Very interesting OS that is FOSS now. By v3 it ran on multiple CPU architectures. With some of the manycore CPUs appearing in recent years, this is crying out for a revival.
The name of the complete system is called Ares, and Helios is a small component of that. Essentially, to most people, it's an implementation detail/internal codename that will not really see much use for marketing efforts.
It does not look like the other Helios project is going anywhere, so I'm not too concerned with the naming conflict right now.
The other "Helios" project was a commercial operating system from Perihelion Software, which was subsequently kinda open sourced after the company went bust (which is the GitHub repo posted).

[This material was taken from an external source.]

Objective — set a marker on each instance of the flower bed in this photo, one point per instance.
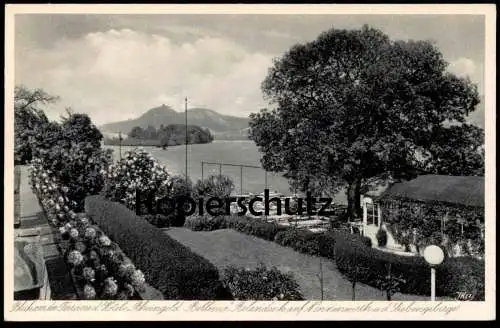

There are a couple of books about it from Prentice-Hall: ISBN 0-13-381237-5 and ISBN 0-13-386004-3, plus various academic papers, commercial software for the OS (mostly development tools), open source software (X11, gcc, other stuff), etc, etc.
It too was a micro-kernel, with a very Plan9-like global name system implemented by applications plugging into the name server protocol.
If nothing else, it might be of interest to read up on it, but given the similarities between the projects, it seems to be an unfortunate naming collision.
https://www.theregister.com/2021/12/06/heliosng/
Very interesting OS that is FOSS now. By v3 it ran on multiple CPU architectures. With some of the manycore CPUs appearing in recent years, this is crying out for a revival.